A secretaria da Habitação da gestão Bruno Covas (PSDB) em São Paulo utiliza empresas que têm contratos de até centenas de milhões de reais com o município para lotear cargos para aliados políticos e parentes de dirigentes políticos e servidores comissionados. 

A pasta é chefiada por Aloisio Pinheiro, do PRB, ligado à Igreja Universal. Ele assumiu o posto neste ano, mas, desde março de 2018, era adjunto da pasta com orçamento que beira meio bilhão de reais e mantinha influência sobre cargos. Em janeiro, em um arranjo político do prefeito para se aproximar da bancada religiosa, o PRB ganhou controle total da secretaria. 

Os cargos comissionados, tradicionalmente, são ocupados por aliados da sigla que comanda a pasta, algumas vezes mesmo sem experiência na área. No caso da habitação, porém, a ocupação vai além. 
Em uma espécie de folha de pagamento paralela, via empresas contratadas para realizar obras e apoio técnico, estão militantes do partido, fiéis da igreja e pastor. Há também parente de dirigente partidário e de servidor. 

A gestão Covas nega influenciar as contratações. No entanto, documentos internos afirmam que "contratações já chegam para o RH aprovados pela Sehab (Secretaria de Habitação)" e citam "solicitação de gabinete". 

A Folha obteve a lista de funcionários contratados como "corpo técnico especializado" por meio da Lei de Acesso à Informação.

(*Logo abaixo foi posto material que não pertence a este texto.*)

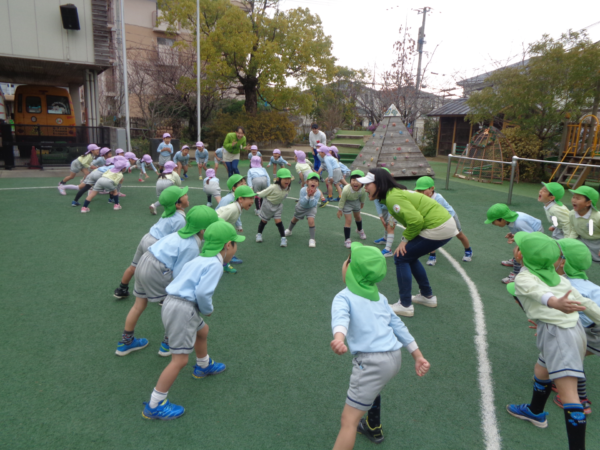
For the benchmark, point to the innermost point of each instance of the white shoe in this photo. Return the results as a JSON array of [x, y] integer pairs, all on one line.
[[402, 311], [422, 300]]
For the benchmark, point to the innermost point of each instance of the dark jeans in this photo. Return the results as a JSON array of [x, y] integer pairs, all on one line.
[[409, 265]]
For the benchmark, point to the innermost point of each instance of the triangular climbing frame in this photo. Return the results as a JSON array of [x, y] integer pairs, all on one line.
[[392, 146]]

Embora em tese essas funções sejam temporárias, esses funcionários têm crachá e podem chegar a trabalhar vários anos na pasta. 

Datado de dezembro, o documento traz cerca de 300 nomes, embora haja algumas duplicidades e funcionários que deixaram o cargo. Fazendo um pente-fino, a reportagem encontrou casos casos como a da irmã do presidente estadual do PRB, o pastor da Igreja Universal Sérgio Fontellas, Karla Fontellas. Ela foi admitida como assistente social em julho, meses após o ingresso do PRB na habitação. 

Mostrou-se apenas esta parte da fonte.